CMS Dropout Rate A Fuzzy Snapshot
While the uptown paper of record was busy with headlines touting a marginal dip in Charlotte-Mecklenburg Schools’ dropout rate, which fell from 5.9 to 5 percent last year, a less flattering assessment of the situation flew under the radar: How many CMS students are actually making it through the system to graduate? Answer: Less than 70 percent.
Based on data that tracks groups of ninth-graders across four years’ time and reports how many graduate on schedule, only 66 percent of CMS students accomplished the feat last year. Conversely, 34 percent of students who started ninth grade in CMS failed to graduate on schedule.

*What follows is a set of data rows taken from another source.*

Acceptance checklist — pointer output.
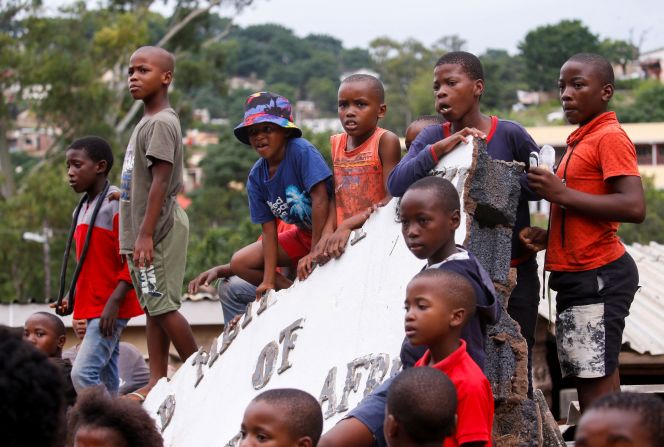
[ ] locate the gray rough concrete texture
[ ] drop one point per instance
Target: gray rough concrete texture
(491, 198)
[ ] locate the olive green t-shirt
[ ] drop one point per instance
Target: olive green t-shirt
(157, 137)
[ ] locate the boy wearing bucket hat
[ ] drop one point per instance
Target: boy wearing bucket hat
(290, 182)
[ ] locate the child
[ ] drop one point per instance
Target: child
(289, 182)
(46, 332)
(458, 86)
(103, 297)
(429, 218)
(133, 372)
(99, 419)
(363, 157)
(421, 409)
(154, 229)
(282, 418)
(596, 186)
(419, 125)
(32, 409)
(622, 419)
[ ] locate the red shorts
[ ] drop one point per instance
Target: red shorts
(295, 242)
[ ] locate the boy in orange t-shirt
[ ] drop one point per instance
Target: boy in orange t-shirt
(596, 186)
(363, 157)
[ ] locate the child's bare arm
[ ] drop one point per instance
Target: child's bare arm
(270, 255)
(626, 202)
(144, 246)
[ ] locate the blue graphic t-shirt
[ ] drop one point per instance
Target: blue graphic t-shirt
(286, 194)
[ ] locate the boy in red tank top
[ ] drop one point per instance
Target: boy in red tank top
(363, 157)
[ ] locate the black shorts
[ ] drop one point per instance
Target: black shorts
(591, 307)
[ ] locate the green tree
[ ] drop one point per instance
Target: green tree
(546, 48)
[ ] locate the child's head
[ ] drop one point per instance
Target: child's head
(267, 125)
(282, 418)
(430, 214)
(100, 419)
(438, 304)
(150, 72)
(586, 86)
(458, 84)
(418, 125)
(421, 408)
(79, 327)
(89, 159)
(361, 104)
(46, 332)
(33, 406)
(625, 419)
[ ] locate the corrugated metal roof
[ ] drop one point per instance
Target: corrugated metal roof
(644, 327)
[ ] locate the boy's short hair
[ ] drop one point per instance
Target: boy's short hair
(374, 81)
(33, 401)
(97, 149)
(423, 400)
(470, 63)
(306, 417)
(650, 409)
(96, 408)
(57, 323)
(600, 65)
(458, 289)
(446, 193)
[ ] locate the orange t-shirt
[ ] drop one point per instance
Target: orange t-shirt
(599, 151)
(358, 174)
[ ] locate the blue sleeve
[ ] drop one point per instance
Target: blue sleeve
(310, 163)
(417, 162)
(258, 209)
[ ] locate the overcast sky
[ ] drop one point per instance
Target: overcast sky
(482, 23)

Statewide, the so-called “cohort graduation rate” tallied nearly 72 percent.
The cohort graduation rate, by the state’s own acknowledgement, is “considered a more comprehensive picture of this issue” than the annual dropout rate, which only provides a snapshot of one year.
CMS’s 66 percent graduation rate was lower than similar-sized Wake County (78 percent) and Guilford County (80 percent), as well as neighboring counties like Union (81 percent), Gaston (75 percent), and Cabarrus (75 percent).
Within CMS, cohort graduation rates varied significantly by subgroups: White students tallied a graduation rate of 81 percent (2,872 students of 3,540); Black students, 55.5 percent (2,545 of 4,589); Hispanic students, 57.6 percent (577 of 1002); Asian students, 78.8 percent (353 of 448); American-Indian students, 62.5 percent (25 of 40); and Multi-Racial students, 55.3 percent (78 of 141).
The cohort graduation rates also varied wildly for different CMS high schools, ranging from 91 percent at Mallard Creek to 54.5 percent at West Charlotte. The rest of the bunch: Butler, 80 percent; EE Waddell, 58.7 percent; East Mecklenburg, 64 percent; Garinger, 66.5 percent; Harding, 82 percent; Hawthorne/TAPS, 41 percent; Hopewell, 74.5 percent; Independence, 66.8 percent; Myers Park, 79.6 percent; North Mecklenburg, 78 percent; Northeast School of the Arts, 73.5 percent.
Olympic High School’s graduation rate was categorized by its five schools-within-a-school: Bio-tech/Health, 86 percent; Renaissance, 78 percent; Global Study/Econ, 69 percent; International Business, 72 percent; and Math/Engineer Tech, 90 percent.
Phillip O. Berry High School’s cohort graduation was 81.5 percent; Providence, 86.7 percent; the Performance Learning Center, 87 percent; South Mecklenburg, 79 percent; West Mecklenburg, 56 percent; and Vance, 60 percent.
That’s a big-picture view of a big-picture problem, not a one-year snapshot headline of a marginal dropout decline.